Center: Virgil "Lil'O" Gadson; right: Karine Plantadit. Photo: Matthew Murphy.
 
            The show is little more than a succession of acts, any one of which could easily be moved around from one slot to the other, with the music selected from the songs of Duke Ellington, Ted Koehler and Harold Arlen, Sippie Wallace, Dorothy Fields and Jimmy McHugh, Cab Calloway, and others, with the majority coming from the great Mr. Ellington. The Jazz at Lincoln Center All Stars, a 16-piece orchestra, sits upstage on a sliding platform while the acts are performed in front of it. An act comes on, finishes, walks off as the lights dim, and another act comes on as the lights come up. Continuity is provided by the Cotton Club aura, not by any narrative thread. So there’s not much to chew on, but there’s plenty of singing and dancing to ingest.

            Headlining the show is “American Idol” winner Fantasia Barrino, who already has earned Broadway laurels for THE COLOR PURPLE; she has the audience in the palm of her hands whenever she appears, singing  such standards as “I Can’t Give You Anything But Love,” “Stormy Weather,” “Zaz Zuh Zaz,” and “On the Sunny Side of the Street.” Ms. Barrino has great stage presence, knows how to relish a lyric, has a terrific voice, and moves with sensual authority. She’s scheduled to remain in the show for several months, after which she’ll be replaced by k.d. lang (in an all-black revue?), and then Toni Braxton and Babyface, with others to follow down the line.

            Among the featured players making a big impression are Adriane Lenox, singing “Women Be Wise” and “Go Back Where You Stayed Last Night”; dancer Karine Plantadit in several numbers, especially “Black and Tan Fantasy”; and Dormeshia Sumbry-Edwards doing “The Skrontch,” “Raisin’ the Rent” and “Get Yourself a New Broom.” Two male dancers, the diminutive terpsichorean acrobat Virgil “Lil’o” Gadson, and the unforgettably loose-limbed, double-jointed Julius “iGlide” Chisholm, are sensational, both singly and when paired, while Jared Grimes earns his niche on the roster of great tap dancers.
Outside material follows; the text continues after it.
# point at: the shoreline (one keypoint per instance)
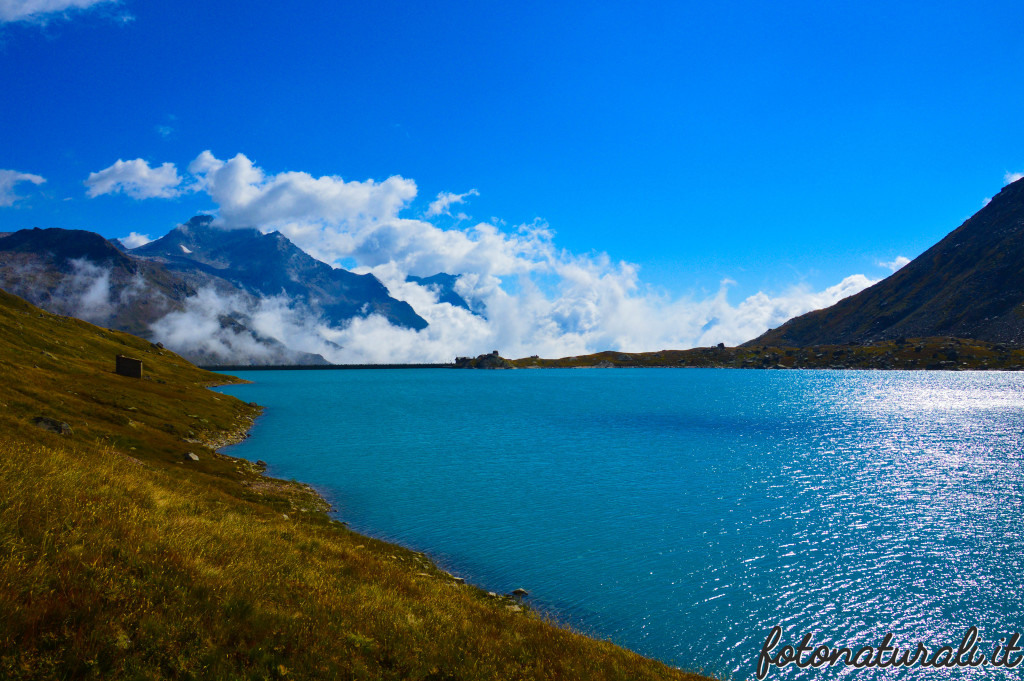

A sizable ensemble of gifted performers helps fill out many of the acts, and gives the audience a rousing send-off in the final number, when the entire company appears.

            But as many others have noted, despite the array of talented singers and dancers, the performers who make the event truly memorable are the members of the Jazz at Lincoln Center All Star, an orchestra of woodwinds, trumpets, trombones, tuba, piano, guitar, bass, and drums that is simply fantastic; when the show has seemingly ended, and the curtain calls are over, their  platform stage glides forward for a mini-concert that lifts you out of the theatre with music in your heart.

            John Lee Beatty’s relatively simple set is a series of false prosceniums to which appropriate elements are added as necessary, and Howell Binkley’s lights do a great job of creating the colorful revue atmosphere. Isabel Toledo’s costumes are knockouts, recreating old Harlem’s nightclub world, from the women’s sequined gowns to the men’s tails and top hats.

            As I’ve said, there’s not much food for thought in AFTER MIDNIGHT, but if music be the food of love, play on.